Gli editorialisti e la democrazia mutilata

per mafalda conti
Autore originale del testo: Alfredo Morganti
Gli editorialisti
Leggeteli gli editoriali del Corriere della Sera, sono il futuro e talvolta già il presente. Cassese, Galli Della Loggia, Verdelli, Panebianco ci intrattengono da settimane sul tema della democrazia e dei partiti con una costanza ammirevole. Note diverse di un’unica canzone, quella che racconta la crisi dei partiti, delle istituzioni, il loro presunto ciarlare senza costrutto, il loro essere vertici senza apparato. Partitocrazia, appunto, come amano definire il sistema dei partiti, trasformando nello stesso tempo questa loro definizione in una accusa. Gli editorialisti sono i rappresentanti di quella classe dirigente che per decenni ha lavorato alla demolizione dei partiti, con un esito che è quello che oggi ci appare davanti: tecnocrazia e oligarchia al comando, partiti e istituzioni messi daccanto.
Perché non è vero che i partiti si siano nel frattempo suicidati. Certo, il veltronismo e l’americanismo hanno messo del loro. Ma la verità è che i partiti sono stati ammazzati, perché il loro agire politico disturbava una élite, tutt’altro che democratica, che voleva “fare”, voleva intervenire direttamente sulle risorse pubbliche, voleva (vuole) operare senza tante chiacchiere attorno e senza lacci e lacciuoli. Tanto più che oggi queste risorse sono molto considerevoli e viaggiano nell’ordine dei miliardi di euro. Pensate la beffa: sono decenni che vogliono meno Stato, meno Parlamento, più esecutivo, meno “burocrazia”, meno chiacchiere, quindi meno partiti, e oggi che ci sono riusciti si tolgono pure lo sfizio di mettere il condannato alla gogna.

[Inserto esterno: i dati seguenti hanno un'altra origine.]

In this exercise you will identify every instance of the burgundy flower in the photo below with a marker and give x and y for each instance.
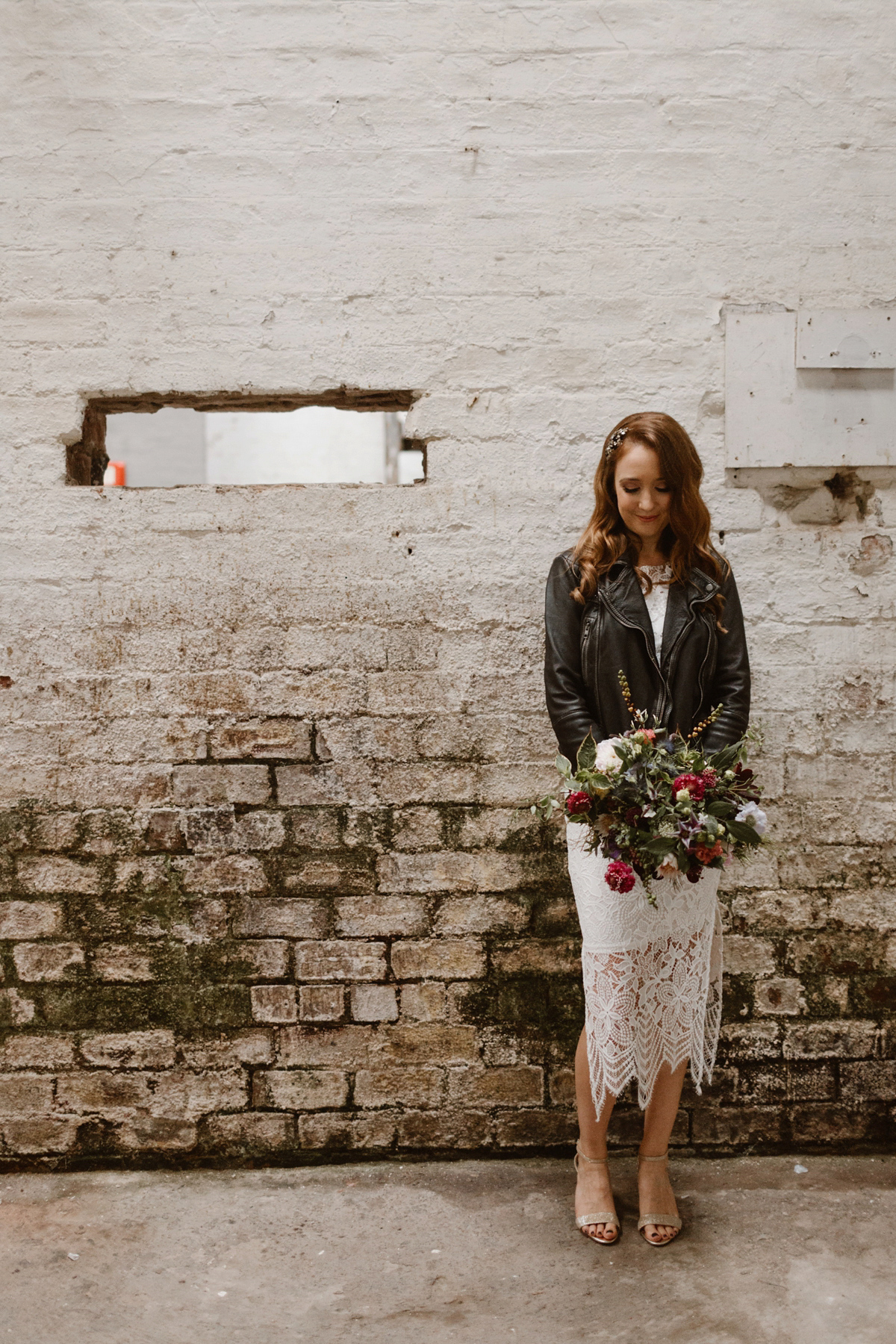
(578, 803)
(692, 783)
(620, 877)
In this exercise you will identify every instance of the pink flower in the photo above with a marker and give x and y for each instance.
(692, 783)
(620, 877)
(578, 803)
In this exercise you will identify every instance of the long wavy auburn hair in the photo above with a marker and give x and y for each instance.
(685, 541)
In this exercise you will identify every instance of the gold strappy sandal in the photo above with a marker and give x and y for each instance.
(588, 1219)
(659, 1219)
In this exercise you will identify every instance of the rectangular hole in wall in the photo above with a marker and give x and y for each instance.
(344, 437)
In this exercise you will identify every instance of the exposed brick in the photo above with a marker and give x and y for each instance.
(235, 873)
(551, 956)
(748, 956)
(830, 1039)
(374, 1003)
(381, 917)
(47, 960)
(423, 1003)
(438, 959)
(158, 1133)
(33, 1051)
(874, 1080)
(536, 1129)
(736, 1125)
(520, 1085)
(335, 1132)
(30, 920)
(250, 1132)
(122, 962)
(281, 917)
(52, 873)
(480, 914)
(300, 1089)
(203, 785)
(457, 871)
(245, 1048)
(308, 1048)
(782, 998)
(413, 1085)
(274, 1003)
(40, 1136)
(332, 960)
(444, 1129)
(131, 1050)
(274, 739)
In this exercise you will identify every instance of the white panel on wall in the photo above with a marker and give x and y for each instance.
(815, 414)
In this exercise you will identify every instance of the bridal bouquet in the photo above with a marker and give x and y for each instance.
(656, 804)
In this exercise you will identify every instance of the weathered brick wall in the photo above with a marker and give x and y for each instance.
(270, 887)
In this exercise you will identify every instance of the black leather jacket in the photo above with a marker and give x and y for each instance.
(588, 645)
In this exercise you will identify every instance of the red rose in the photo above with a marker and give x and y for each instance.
(620, 877)
(578, 803)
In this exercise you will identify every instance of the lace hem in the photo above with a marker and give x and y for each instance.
(653, 1006)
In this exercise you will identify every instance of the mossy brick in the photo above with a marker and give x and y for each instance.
(340, 1132)
(300, 1089)
(423, 1001)
(449, 1130)
(124, 962)
(374, 1003)
(514, 1085)
(227, 874)
(410, 1085)
(780, 998)
(262, 739)
(438, 959)
(546, 956)
(247, 1135)
(35, 1137)
(30, 918)
(37, 961)
(340, 960)
(381, 917)
(203, 785)
(444, 870)
(536, 1129)
(844, 1039)
(732, 1127)
(748, 956)
(281, 917)
(274, 1003)
(872, 1080)
(156, 1133)
(26, 1095)
(52, 874)
(129, 1050)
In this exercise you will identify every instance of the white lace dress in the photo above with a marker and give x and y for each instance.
(652, 976)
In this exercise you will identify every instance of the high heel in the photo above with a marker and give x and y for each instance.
(588, 1219)
(659, 1219)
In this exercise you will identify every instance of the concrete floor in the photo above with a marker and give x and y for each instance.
(467, 1251)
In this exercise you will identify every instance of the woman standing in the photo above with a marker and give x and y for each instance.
(644, 591)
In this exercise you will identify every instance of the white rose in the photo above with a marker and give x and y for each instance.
(606, 759)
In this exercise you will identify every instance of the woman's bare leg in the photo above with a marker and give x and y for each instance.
(655, 1189)
(593, 1191)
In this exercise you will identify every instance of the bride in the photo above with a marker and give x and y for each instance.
(644, 591)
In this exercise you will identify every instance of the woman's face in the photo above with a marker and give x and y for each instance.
(642, 495)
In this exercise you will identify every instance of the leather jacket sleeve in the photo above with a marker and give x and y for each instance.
(563, 683)
(731, 680)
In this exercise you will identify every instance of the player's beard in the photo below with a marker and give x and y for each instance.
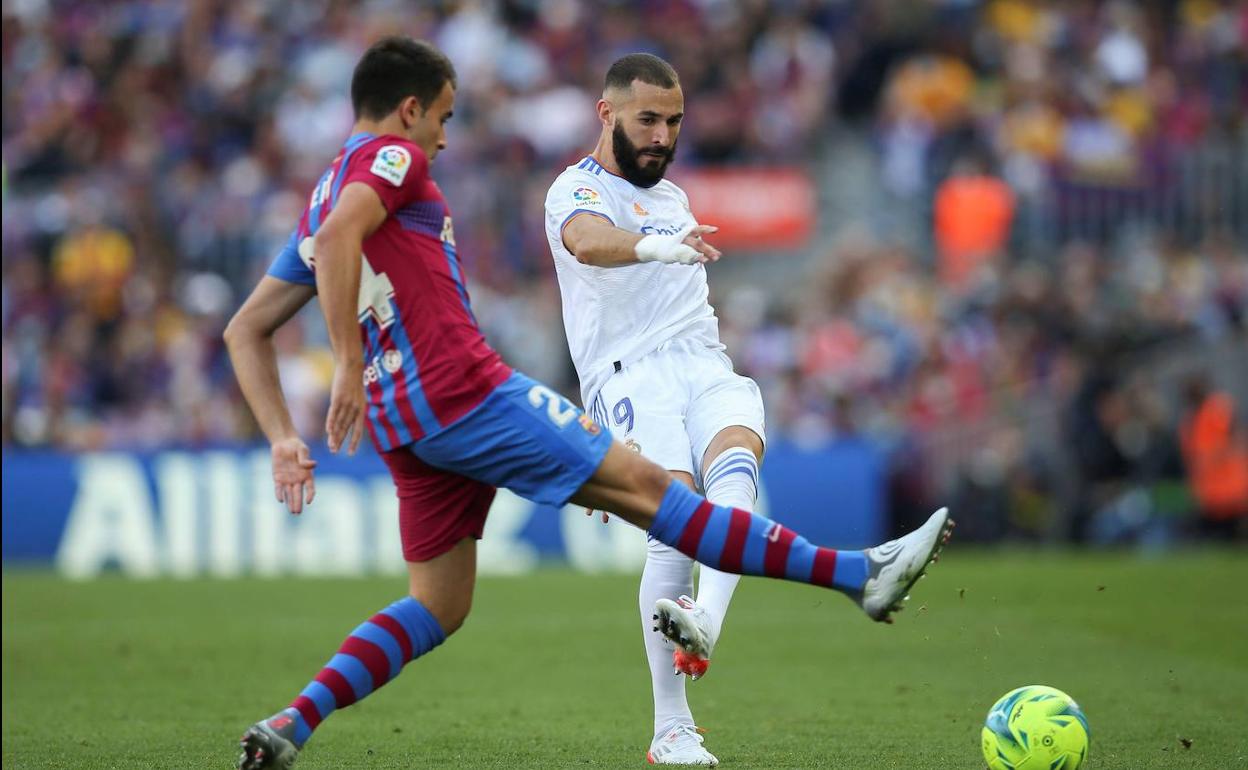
(628, 156)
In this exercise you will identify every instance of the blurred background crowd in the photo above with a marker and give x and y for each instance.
(1027, 283)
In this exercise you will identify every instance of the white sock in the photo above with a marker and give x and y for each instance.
(730, 479)
(667, 575)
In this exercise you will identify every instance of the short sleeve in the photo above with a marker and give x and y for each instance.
(570, 195)
(287, 266)
(394, 169)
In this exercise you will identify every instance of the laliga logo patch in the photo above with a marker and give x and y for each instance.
(585, 196)
(391, 164)
(588, 424)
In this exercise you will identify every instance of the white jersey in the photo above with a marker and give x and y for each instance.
(615, 316)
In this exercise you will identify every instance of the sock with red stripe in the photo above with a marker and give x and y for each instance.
(372, 655)
(745, 543)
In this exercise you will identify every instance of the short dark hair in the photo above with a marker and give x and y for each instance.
(647, 68)
(393, 69)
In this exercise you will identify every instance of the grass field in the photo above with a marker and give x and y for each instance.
(549, 672)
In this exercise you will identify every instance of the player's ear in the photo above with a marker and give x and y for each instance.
(409, 110)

Ovviamente gli editorialisti vogliono la “buona politica”, quella oltre i partiti! Ed ecco come: tante scuole di politica (dove il personale viene forgiato e selezionato direttamente dalla Confindustria e dalle Fondazioni) per stabilire (scrive Cassese oggi) “nuovi rapporti con la società civile” (id est “tecnici”). La società civile! Sono decenni che la invocano contro i partiti, e adesso che più nulla si frappone al suo protagonismo tecnico, tra le macerie della rappresentanza e delle istituzioni, gli editorialisti gongolano come bambini a cui i padroni, finalmente liberi da lacci e lacciuoli politici, danno loro una pacca sulla spalle dopo essersi fregate le mani.